Am Fam Physician. 1998;58(5):1196
The pathogenic factors for thromboembolic disease in patients with cancer include hypercoagulability related to clotting activation by malignant cells, vessel-wall injury and venous stasis. Several studies suggest the need to look for occult cancer in patients who have deep venous thrombosis or pulmonary embolism. To examine the possible association between thromboembolic disease and occult cancer, Sørensen and colleagues performed a large, population-based study of the frequency of cancer in patients with deep venous thrombosis and pulmonary embolism.
The authors identified cases of deep venous thrombosis and pulmonary embolism reported to the Danish National Registry of Patients from 1977 to 1992. Patients were excluded if they were pregnant, had undergone a surgical procedure within six months of the diagnosis of thromboembolism or had preexisting cancer. A total of 11,305 patients with pulmonary embolism and 15,348 patients with deep venous thrombosis were identified. All of the patients were linked by a national registration number to the nationwide Cause of Death Registry and to the Cancer Registry.
The patients were divided into three groups according to age (younger than 60 years, 60 to 74 years and older than 74 years). Each group consisted of approximately similar proportions of men and women and contained approximately one third of the patients studied. Another cohort consisted of patients who had a recurrent thrombotic event.
An incidence ratio of 1.3 for all types of cancer was found in the cohort with deep venous thrombosis and in the cohort with pulmonary embolism. Among patients with deep venous thrombosis, there were 1,737 cases of cancer, but only 1,372 cases would have been expected based on the population size. In patients with pulmonary embolism, there were 730 cases of cancer, but only 556 cases would have been expected.
The cancer risk was highest in the first six months following the occurrence of thromboembolic disease. The risk was approximately three times the expected risk. However, the risk then declined to a constant level of slightly more than 1.0 at one year after the thrombotic event and for the remainder of the follow-up period.
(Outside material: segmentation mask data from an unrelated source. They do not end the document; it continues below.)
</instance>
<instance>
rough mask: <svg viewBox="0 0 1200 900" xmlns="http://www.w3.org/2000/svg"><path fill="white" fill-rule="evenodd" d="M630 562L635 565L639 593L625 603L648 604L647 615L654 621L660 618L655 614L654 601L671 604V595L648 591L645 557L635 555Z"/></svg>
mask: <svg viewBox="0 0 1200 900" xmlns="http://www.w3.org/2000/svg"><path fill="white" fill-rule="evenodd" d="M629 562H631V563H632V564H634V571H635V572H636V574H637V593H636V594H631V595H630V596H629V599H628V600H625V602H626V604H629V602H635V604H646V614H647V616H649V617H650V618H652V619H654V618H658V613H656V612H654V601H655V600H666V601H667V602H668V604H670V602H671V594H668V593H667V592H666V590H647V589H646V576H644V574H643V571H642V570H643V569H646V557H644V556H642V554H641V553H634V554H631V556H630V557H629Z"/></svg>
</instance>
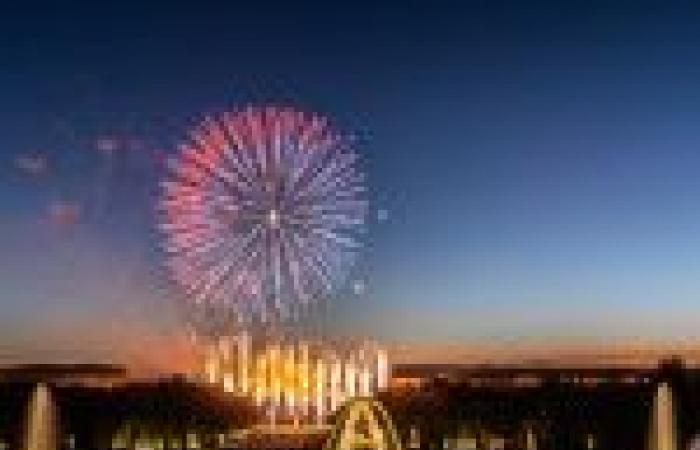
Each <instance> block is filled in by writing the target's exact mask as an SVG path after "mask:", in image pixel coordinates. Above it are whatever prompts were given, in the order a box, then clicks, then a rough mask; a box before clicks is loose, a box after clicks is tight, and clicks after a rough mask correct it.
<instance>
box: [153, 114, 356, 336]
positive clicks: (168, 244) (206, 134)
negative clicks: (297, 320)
mask: <svg viewBox="0 0 700 450" xmlns="http://www.w3.org/2000/svg"><path fill="white" fill-rule="evenodd" d="M352 144H353V142H352V139H350V138H349V137H348V136H345V135H343V134H341V133H340V132H339V131H338V130H336V129H334V128H333V127H332V126H331V125H329V123H328V121H327V120H326V119H325V118H324V117H322V116H319V115H315V114H309V113H303V112H300V111H298V110H295V109H291V108H284V107H277V106H268V107H254V106H249V107H247V108H245V109H242V110H238V111H235V112H227V113H223V114H221V115H218V116H216V117H210V118H207V119H206V120H204V121H203V123H201V125H200V126H199V127H197V128H196V129H195V130H194V131H193V132H192V133H191V134H190V138H189V140H188V141H187V142H185V143H183V144H182V145H181V148H180V153H179V156H178V158H177V159H176V160H175V161H174V163H173V164H172V165H171V168H170V169H171V170H170V172H169V175H168V176H167V177H166V179H165V180H164V181H163V182H162V197H161V201H160V207H161V211H162V221H161V224H160V229H161V231H162V232H163V236H164V250H165V253H166V255H167V265H168V268H169V270H170V273H171V276H172V277H173V279H174V281H175V282H176V284H177V285H178V287H179V288H180V289H181V290H182V292H184V294H185V296H186V298H187V300H188V303H189V304H190V305H194V306H196V308H197V309H199V310H200V312H201V311H204V312H203V314H204V315H205V316H206V320H208V321H214V322H221V323H226V322H231V321H233V322H235V323H236V324H249V323H251V322H260V323H270V322H273V321H285V320H288V319H294V318H297V317H299V315H300V314H302V313H304V312H306V311H307V310H308V308H309V307H310V306H313V305H314V304H315V303H317V302H318V301H319V300H320V299H324V298H327V297H328V295H329V294H331V293H332V292H333V290H334V289H335V288H337V287H338V284H339V283H341V282H342V281H344V280H345V278H346V276H347V273H348V270H349V268H350V267H351V266H352V264H353V262H354V259H355V257H356V254H357V251H358V249H360V248H361V243H362V240H363V239H362V238H363V235H364V229H365V222H366V215H367V195H366V188H365V176H364V173H363V172H362V170H361V168H360V161H359V158H358V155H357V153H356V152H355V150H354V149H353V146H352Z"/></svg>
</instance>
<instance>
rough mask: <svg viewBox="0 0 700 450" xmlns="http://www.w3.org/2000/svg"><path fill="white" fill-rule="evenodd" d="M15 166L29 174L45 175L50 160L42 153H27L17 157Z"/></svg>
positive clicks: (16, 158)
mask: <svg viewBox="0 0 700 450" xmlns="http://www.w3.org/2000/svg"><path fill="white" fill-rule="evenodd" d="M15 167H16V168H17V169H18V170H19V171H20V172H22V173H24V174H27V175H33V176H38V175H43V174H45V173H46V172H47V171H48V161H47V159H46V157H45V156H43V155H40V154H25V155H19V156H17V157H16V158H15Z"/></svg>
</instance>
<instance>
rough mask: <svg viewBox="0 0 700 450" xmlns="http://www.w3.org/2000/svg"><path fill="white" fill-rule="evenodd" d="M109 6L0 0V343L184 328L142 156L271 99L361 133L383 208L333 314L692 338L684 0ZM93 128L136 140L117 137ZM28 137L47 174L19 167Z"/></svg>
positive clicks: (690, 130)
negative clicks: (171, 286)
mask: <svg viewBox="0 0 700 450" xmlns="http://www.w3.org/2000/svg"><path fill="white" fill-rule="evenodd" d="M113 3H119V4H118V5H116V4H115V5H107V4H104V3H103V2H90V3H85V4H81V3H80V2H76V3H75V4H73V3H71V6H65V5H63V6H61V7H58V6H44V7H38V6H36V5H32V6H26V7H8V6H3V7H2V11H0V164H1V165H0V176H1V177H0V248H1V249H2V256H0V257H1V258H2V260H1V264H0V324H1V325H2V335H3V340H4V342H5V343H6V344H5V347H7V348H6V349H5V350H4V351H6V352H10V353H11V352H13V351H14V352H17V351H18V350H17V349H22V348H23V347H22V345H25V344H23V343H25V342H27V341H28V340H29V341H31V339H32V338H31V336H32V335H33V333H34V331H33V330H37V329H39V330H44V331H45V330H49V331H50V332H49V331H47V333H48V334H47V335H50V336H59V335H60V336H63V337H62V339H65V341H66V342H67V343H65V344H60V345H59V346H64V347H63V348H65V349H66V351H71V350H70V349H72V348H81V347H82V346H83V342H84V339H76V338H74V337H73V338H71V337H70V336H71V333H73V334H75V331H76V330H83V329H88V328H89V329H91V330H92V329H95V330H97V331H95V333H96V335H99V334H100V332H102V331H104V330H105V329H108V330H116V331H115V333H117V334H118V333H119V332H123V330H124V329H130V328H129V327H133V329H134V330H148V329H151V330H152V329H159V330H163V331H162V332H163V333H168V332H169V331H167V330H168V329H170V328H172V327H176V323H177V321H176V320H175V319H174V318H171V317H170V315H171V313H169V312H168V302H167V299H163V298H162V297H163V296H162V289H160V287H159V286H158V281H157V278H158V274H157V273H154V271H155V269H154V268H153V267H154V265H157V259H158V256H157V254H156V253H155V252H154V251H153V248H154V246H155V244H156V242H155V238H154V236H153V231H152V223H153V218H152V214H151V206H152V200H153V198H152V197H153V192H154V186H155V182H156V179H157V171H156V170H155V169H154V168H153V165H152V163H151V161H150V160H149V159H148V158H147V157H146V156H144V154H145V153H148V151H153V150H154V149H156V150H160V149H163V150H165V151H166V152H167V151H170V150H171V148H172V144H173V142H175V141H176V140H177V138H179V137H180V136H181V135H182V134H183V133H184V130H185V129H186V128H187V127H188V126H190V125H191V124H193V123H195V122H196V120H197V118H198V117H202V116H203V115H205V114H207V113H209V112H211V111H220V110H222V109H225V108H226V107H227V106H228V105H231V104H235V103H237V102H242V101H246V100H251V99H252V100H256V99H268V98H269V99H281V100H288V99H291V100H293V101H294V102H296V103H299V104H301V105H303V106H305V107H308V108H311V109H315V110H318V111H320V112H323V113H326V114H328V115H330V116H331V117H333V118H335V119H336V120H337V122H338V123H340V124H341V125H346V126H347V127H348V128H350V129H363V130H364V129H369V130H370V133H371V138H370V139H369V142H368V143H367V145H366V146H365V147H364V148H362V149H361V151H362V152H363V153H364V155H365V157H366V159H367V161H368V165H369V172H370V175H371V182H372V185H373V190H374V191H375V192H376V197H377V203H376V205H375V206H376V207H377V208H381V209H386V210H387V211H388V217H389V219H388V220H387V221H386V222H384V223H381V224H379V225H377V226H376V227H375V228H374V231H373V245H372V248H371V251H370V252H369V256H368V258H367V260H366V261H365V263H364V264H365V265H364V269H363V272H364V273H365V276H366V277H367V286H368V287H367V292H366V294H364V295H361V296H357V297H352V296H347V297H348V298H343V299H339V301H337V302H336V304H337V306H336V312H335V314H336V317H337V319H338V322H339V323H340V324H341V325H343V326H344V327H345V328H346V329H348V330H350V331H366V332H369V333H371V334H375V335H379V336H383V337H388V338H405V337H414V338H421V339H444V338H451V339H452V338H456V339H464V340H472V339H482V338H486V339H498V338H514V337H521V336H534V337H543V336H544V337H546V336H570V337H571V336H574V337H580V336H583V337H599V336H604V337H605V336H610V337H614V336H651V337H669V336H670V337H684V336H685V337H687V336H696V335H697V334H699V333H698V332H697V331H696V330H697V329H698V327H697V326H698V325H700V281H699V280H700V208H699V207H698V205H699V203H700V201H699V200H700V59H699V58H698V55H700V27H698V23H700V11H698V10H696V9H693V8H692V2H688V3H676V4H673V3H672V2H658V3H652V2H566V4H564V3H562V2H552V3H538V2H534V3H533V2H488V1H472V2H457V1H455V2H450V3H440V2H423V3H419V2H402V6H401V7H400V8H399V7H394V6H391V3H392V2H385V4H384V5H377V4H376V3H379V2H346V3H339V4H331V3H332V2H327V3H321V2H319V3H307V2H301V3H298V4H297V3H295V4H294V5H289V4H288V5H287V6H283V3H282V2H281V3H280V5H278V6H274V5H273V4H266V5H259V6H256V7H253V6H247V5H245V4H243V3H242V2H191V3H188V4H187V3H182V4H175V3H177V2H168V6H156V5H151V6H148V5H146V6H144V5H140V3H141V2H133V3H132V4H130V3H129V2H113ZM144 3H145V2H144ZM284 3H289V2H284ZM612 3H615V4H614V5H613V4H612ZM105 136H106V137H107V138H109V139H115V140H117V141H120V140H121V141H123V140H132V141H133V142H135V144H128V145H127V144H123V142H122V143H120V145H118V146H117V147H119V148H118V149H117V150H116V151H115V152H114V153H115V154H114V155H112V156H109V157H105V155H104V153H105V152H100V151H96V148H95V147H99V146H100V144H99V143H98V142H99V140H100V139H104V138H105ZM121 141H120V142H121ZM126 147H129V148H128V149H127V148H126ZM36 155H38V157H39V159H41V160H46V163H47V168H46V171H45V173H40V174H36V173H34V174H32V173H27V172H31V170H29V171H27V169H26V167H25V168H24V169H23V168H22V167H21V166H23V161H25V162H26V158H27V157H30V159H31V157H36ZM115 155H116V156H115ZM23 158H25V159H23ZM105 158H106V159H108V161H105ZM18 165H19V166H20V167H18ZM40 171H41V170H40ZM51 211H53V213H52V212H51ZM62 214H63V215H62ZM66 214H67V216H68V217H67V218H66V217H64V216H65V215H66ZM72 214H75V215H76V217H75V218H71V215H72ZM73 219H75V220H73ZM64 221H68V222H71V223H70V224H68V226H66V224H65V223H62V222H64ZM72 222H75V223H72ZM163 317H166V318H167V319H166V320H162V318H163ZM159 332H160V331H159ZM85 333H87V334H86V335H89V333H88V332H85ZM57 339H58V338H57ZM95 339H97V338H95ZM98 340H99V339H98ZM61 342H63V341H61ZM36 345H38V346H39V347H41V345H40V344H36Z"/></svg>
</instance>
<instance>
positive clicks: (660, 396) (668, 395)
mask: <svg viewBox="0 0 700 450" xmlns="http://www.w3.org/2000/svg"><path fill="white" fill-rule="evenodd" d="M650 438H651V439H650V442H649V449H650V450H677V449H678V443H677V429H676V417H675V411H674V406H673V392H672V391H671V386H670V385H669V384H668V383H666V382H662V383H659V386H658V387H657V390H656V395H655V396H654V405H653V410H652V418H651V433H650Z"/></svg>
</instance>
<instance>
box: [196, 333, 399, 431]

In both groups during the first year of follow-up, the strongest association of thromboembolic disease and cancer occurred with cancers of the pancreas, ovary, liver and brain. No association was observed in either group with melanoma or with breast, bladder or rectal cancer. Interestingly, patients younger than 60 years had the highest estimated risk of all types of cancer in the first year. The standardized incidence ratio in this cohort was 3.6 during the first year, compared with 2.2 in the 60-to 74-year group and 1.8 in the group older than 74 years of age. After one year of follow-up, the slight but significant increase of cancer incidence was evenly distributed among all cancer types and sites. In a subgroup of 3,762 patients with more than one thromboembolic event, the risk of all types of cancer combined was 3.2 during the first year of follow-up but declined to 1.3 thereafter.
The authors conclude that the association between cancer and thromboembolic disease seems to be most significant during the first year after the thrombotic event. However, they do not believe that an extensive evaluation for occult cancer is justified in patients with deep venous thrombosis or pulmonary embolism, especially in light of the fact that early screening for most of the primary cancers found in this population has not been shown to improve prognosis. The authors advocate using only currently recommended standards for screening and basing further testing on the presence of signs or symptoms of cancer.